A top Iranian military chief warned on Sunday that the US will face “harsh consequences” if it intervenes in ally Syria over claims of chemical attacks, Fars news agency reported.
“If the United States crosses this red line, there will be harsh consequences for the White House,” armed forces deputy chief of staff Massoud Jazayeri was quoted as saying.
A year ago US President Barack Obama warned the use of chemical weapons in Syria would cross a “red line” and have “enormous consequences”.
On Sunday, his Defence Secretary Chuck Hagel said the US military was ready to take action against Syria.
“President Obama has asked the Defence Department to prepare options for all contingencies. We have done that,” Hagel told reporters in Malaysia.
“Again, we are prepared to exercise whatever option, if he decides to employ one of those options,” he said, a day after Obama held a rare meeting his top aides and brass to discuss Syria.
After the meeting, Obama spoke by phone with Prime Minister David Cameron of Britain, which has accused the Syrian government of using chemical weapons on a large scale.

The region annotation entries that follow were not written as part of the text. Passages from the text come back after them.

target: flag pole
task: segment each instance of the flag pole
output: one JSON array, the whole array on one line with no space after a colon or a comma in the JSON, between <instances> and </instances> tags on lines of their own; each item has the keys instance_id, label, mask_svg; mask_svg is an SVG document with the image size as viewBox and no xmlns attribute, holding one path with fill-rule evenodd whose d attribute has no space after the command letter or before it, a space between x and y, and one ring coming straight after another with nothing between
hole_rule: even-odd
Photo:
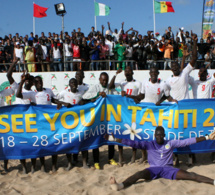
<instances>
[{"instance_id":1,"label":"flag pole","mask_svg":"<svg viewBox=\"0 0 215 195\"><path fill-rule=\"evenodd\" d=\"M94 9L95 9L95 2L96 2L96 0L94 0ZM95 11L94 11L94 14L95 14ZM96 14L95 14L95 31L97 31L97 26L96 26Z\"/></svg>"},{"instance_id":2,"label":"flag pole","mask_svg":"<svg viewBox=\"0 0 215 195\"><path fill-rule=\"evenodd\" d=\"M33 2L33 6L34 6L34 2ZM33 33L35 36L35 17L34 17L34 13L33 13Z\"/></svg>"},{"instance_id":3,"label":"flag pole","mask_svg":"<svg viewBox=\"0 0 215 195\"><path fill-rule=\"evenodd\" d=\"M154 16L154 35L155 35L155 1L153 0L153 16Z\"/></svg>"}]
</instances>

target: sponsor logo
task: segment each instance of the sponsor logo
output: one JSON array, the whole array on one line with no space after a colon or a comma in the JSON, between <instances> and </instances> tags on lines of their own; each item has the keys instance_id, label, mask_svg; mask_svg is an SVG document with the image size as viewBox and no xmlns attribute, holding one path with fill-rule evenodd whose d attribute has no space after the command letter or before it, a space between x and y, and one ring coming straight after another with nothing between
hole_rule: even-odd
<instances>
[{"instance_id":1,"label":"sponsor logo","mask_svg":"<svg viewBox=\"0 0 215 195\"><path fill-rule=\"evenodd\" d=\"M2 90L4 90L4 89L9 89L9 88L11 88L11 87L10 87L10 83L9 83L8 81L3 82L3 83L0 85L0 91L2 91ZM4 102L6 102L7 105L12 105L13 102L15 102L15 100L16 100L15 94L11 94L11 95L6 96L6 97L4 98Z\"/></svg>"},{"instance_id":2,"label":"sponsor logo","mask_svg":"<svg viewBox=\"0 0 215 195\"><path fill-rule=\"evenodd\" d=\"M52 74L51 80L53 80L53 79L56 79L56 80L57 80L57 77L56 77L55 74Z\"/></svg>"},{"instance_id":3,"label":"sponsor logo","mask_svg":"<svg viewBox=\"0 0 215 195\"><path fill-rule=\"evenodd\" d=\"M64 79L69 79L70 77L69 77L69 74L68 73L64 73Z\"/></svg>"}]
</instances>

A statement from Cameron’s office said if the use of chemical weapons by Syria would “merit a serious response” — echoing French calls that “force” be used if the claims are confirmed.
But the Iranian military leader warned Washington, its Western allies and Israel against playing with “fire”.

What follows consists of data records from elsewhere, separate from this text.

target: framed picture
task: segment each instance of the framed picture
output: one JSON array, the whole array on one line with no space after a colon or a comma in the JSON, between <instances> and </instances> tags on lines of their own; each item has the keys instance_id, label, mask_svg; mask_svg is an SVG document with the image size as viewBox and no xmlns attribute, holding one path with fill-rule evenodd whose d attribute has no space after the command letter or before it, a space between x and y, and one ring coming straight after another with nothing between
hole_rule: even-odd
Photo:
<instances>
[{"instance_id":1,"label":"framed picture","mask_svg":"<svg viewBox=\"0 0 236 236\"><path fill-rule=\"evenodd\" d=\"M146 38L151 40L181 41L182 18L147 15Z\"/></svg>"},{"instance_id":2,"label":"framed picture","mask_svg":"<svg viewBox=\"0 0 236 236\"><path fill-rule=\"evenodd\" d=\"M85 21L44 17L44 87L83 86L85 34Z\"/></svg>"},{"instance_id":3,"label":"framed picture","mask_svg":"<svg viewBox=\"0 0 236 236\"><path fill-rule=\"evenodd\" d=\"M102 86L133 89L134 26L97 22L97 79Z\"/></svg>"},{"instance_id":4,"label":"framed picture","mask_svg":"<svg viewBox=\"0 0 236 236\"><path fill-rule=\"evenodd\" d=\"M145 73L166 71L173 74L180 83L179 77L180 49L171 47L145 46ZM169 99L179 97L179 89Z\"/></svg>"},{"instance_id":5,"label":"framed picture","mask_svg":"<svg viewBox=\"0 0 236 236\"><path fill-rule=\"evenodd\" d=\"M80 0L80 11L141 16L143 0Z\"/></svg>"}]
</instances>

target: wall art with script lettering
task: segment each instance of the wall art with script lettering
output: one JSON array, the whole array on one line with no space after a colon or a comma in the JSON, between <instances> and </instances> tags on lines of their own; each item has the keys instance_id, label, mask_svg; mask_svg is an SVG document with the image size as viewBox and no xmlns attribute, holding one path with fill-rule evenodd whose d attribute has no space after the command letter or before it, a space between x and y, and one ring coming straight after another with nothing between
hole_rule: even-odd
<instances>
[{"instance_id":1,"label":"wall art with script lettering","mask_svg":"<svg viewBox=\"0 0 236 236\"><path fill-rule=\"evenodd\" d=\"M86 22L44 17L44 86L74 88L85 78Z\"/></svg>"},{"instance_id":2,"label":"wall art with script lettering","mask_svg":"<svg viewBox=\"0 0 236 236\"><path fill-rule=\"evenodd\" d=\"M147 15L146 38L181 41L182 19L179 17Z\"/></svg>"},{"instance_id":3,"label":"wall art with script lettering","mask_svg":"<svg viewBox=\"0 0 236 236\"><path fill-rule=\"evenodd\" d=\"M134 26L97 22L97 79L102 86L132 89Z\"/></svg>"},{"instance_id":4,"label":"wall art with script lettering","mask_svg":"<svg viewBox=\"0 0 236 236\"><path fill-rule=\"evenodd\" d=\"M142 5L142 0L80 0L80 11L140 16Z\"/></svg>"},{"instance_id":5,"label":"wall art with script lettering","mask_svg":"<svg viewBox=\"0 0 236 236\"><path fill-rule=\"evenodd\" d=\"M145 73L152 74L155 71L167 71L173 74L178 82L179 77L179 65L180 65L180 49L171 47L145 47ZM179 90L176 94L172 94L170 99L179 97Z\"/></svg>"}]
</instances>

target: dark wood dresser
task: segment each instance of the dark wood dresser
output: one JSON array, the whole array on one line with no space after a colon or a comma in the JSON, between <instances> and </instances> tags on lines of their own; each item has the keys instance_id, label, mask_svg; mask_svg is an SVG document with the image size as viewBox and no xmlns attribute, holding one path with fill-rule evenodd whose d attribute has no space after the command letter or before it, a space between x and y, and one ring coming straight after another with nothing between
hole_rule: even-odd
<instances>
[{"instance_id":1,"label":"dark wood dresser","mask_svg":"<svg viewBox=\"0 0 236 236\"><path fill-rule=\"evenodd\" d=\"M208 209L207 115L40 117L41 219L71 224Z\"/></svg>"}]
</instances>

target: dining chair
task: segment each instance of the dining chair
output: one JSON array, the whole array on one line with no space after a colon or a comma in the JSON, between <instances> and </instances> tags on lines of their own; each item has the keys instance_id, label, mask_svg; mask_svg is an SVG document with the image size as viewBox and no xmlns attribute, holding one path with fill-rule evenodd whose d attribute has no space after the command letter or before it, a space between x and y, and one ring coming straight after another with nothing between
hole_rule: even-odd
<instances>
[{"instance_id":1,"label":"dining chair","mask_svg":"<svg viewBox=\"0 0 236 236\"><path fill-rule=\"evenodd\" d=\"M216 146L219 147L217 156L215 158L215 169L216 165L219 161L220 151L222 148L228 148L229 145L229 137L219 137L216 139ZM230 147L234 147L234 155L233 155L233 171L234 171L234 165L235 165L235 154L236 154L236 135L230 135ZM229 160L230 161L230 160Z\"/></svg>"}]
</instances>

“The terrorist war under way in Syria was planned by the United States and reactionary countries in the region against the resistance front (against Israel),” Fars quoted Jazayeri as saying.
“Despite this, the government and people of Syria have achieved huge successes.

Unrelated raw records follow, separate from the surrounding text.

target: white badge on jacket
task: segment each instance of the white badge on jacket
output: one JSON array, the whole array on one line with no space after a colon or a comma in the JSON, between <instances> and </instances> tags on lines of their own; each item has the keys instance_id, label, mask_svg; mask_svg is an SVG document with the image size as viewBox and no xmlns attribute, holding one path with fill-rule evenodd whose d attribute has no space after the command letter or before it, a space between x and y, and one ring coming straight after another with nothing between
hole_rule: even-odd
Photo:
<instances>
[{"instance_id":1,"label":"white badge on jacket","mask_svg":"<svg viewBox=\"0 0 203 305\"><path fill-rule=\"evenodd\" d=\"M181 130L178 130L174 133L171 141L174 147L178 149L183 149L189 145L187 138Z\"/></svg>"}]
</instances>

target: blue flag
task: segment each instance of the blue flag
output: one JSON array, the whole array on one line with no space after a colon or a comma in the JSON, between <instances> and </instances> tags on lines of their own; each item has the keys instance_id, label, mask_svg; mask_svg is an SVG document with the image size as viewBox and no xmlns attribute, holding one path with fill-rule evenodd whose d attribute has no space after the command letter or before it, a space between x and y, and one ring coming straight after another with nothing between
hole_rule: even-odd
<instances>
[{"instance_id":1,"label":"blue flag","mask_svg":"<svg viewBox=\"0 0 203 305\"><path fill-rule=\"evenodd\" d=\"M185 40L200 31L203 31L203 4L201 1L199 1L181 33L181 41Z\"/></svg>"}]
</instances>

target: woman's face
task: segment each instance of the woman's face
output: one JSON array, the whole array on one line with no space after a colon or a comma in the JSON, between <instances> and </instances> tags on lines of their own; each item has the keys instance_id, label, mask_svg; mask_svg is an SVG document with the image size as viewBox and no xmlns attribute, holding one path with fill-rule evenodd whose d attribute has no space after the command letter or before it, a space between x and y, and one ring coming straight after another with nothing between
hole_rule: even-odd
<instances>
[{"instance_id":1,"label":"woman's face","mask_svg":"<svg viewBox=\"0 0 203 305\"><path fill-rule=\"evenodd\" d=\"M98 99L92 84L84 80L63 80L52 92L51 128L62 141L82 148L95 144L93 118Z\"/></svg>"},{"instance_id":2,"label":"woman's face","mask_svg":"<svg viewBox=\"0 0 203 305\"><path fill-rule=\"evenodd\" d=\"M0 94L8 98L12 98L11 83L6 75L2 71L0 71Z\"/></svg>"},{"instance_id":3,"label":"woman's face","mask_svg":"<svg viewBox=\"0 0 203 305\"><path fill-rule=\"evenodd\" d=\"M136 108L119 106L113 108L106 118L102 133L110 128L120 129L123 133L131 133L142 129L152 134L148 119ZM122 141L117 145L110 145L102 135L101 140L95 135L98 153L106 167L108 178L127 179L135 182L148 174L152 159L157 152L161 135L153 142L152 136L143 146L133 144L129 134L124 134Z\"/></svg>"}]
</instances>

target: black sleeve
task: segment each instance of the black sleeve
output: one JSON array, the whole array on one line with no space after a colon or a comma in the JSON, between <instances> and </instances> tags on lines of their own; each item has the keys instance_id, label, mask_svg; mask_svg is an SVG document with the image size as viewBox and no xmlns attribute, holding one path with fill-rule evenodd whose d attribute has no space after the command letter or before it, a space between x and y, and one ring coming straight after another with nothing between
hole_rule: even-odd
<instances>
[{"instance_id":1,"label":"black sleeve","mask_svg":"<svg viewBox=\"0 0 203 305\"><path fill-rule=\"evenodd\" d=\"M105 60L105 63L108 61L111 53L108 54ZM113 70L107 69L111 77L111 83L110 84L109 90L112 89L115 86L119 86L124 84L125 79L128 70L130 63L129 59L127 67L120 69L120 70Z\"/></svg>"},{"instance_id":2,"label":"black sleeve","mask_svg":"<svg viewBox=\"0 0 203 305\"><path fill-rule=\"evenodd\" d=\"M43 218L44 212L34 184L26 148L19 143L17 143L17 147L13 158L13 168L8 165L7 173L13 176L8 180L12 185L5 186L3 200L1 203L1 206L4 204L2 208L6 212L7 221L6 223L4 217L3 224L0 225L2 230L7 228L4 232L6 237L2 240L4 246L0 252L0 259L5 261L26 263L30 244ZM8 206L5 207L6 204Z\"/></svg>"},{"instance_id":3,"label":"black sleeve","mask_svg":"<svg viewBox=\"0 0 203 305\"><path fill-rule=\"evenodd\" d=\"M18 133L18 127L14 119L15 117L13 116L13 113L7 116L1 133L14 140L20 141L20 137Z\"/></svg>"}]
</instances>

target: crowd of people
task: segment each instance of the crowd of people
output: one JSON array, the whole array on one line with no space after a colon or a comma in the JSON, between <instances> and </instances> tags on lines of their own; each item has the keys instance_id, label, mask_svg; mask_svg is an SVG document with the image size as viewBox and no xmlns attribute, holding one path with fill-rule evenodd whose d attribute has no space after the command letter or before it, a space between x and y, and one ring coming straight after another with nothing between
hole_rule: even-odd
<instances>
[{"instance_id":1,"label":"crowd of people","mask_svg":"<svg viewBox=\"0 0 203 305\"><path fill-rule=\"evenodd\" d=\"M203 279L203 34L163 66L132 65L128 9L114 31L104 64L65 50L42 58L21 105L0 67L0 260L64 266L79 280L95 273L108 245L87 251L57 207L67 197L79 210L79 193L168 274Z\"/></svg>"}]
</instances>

“Those who add fire to the oil will not escape the vengeance of the people,” added Jazayeri.
Foes of the Damascus regime say Syrian forces unleashed a chemical attack Wednesday on areas southwest and east of the capital, killing hundreds of people.
The regime of President Bashar al-Assad denies the accusations, saying instead that rebel fighters have used chemical weapons in the 29-month conflict.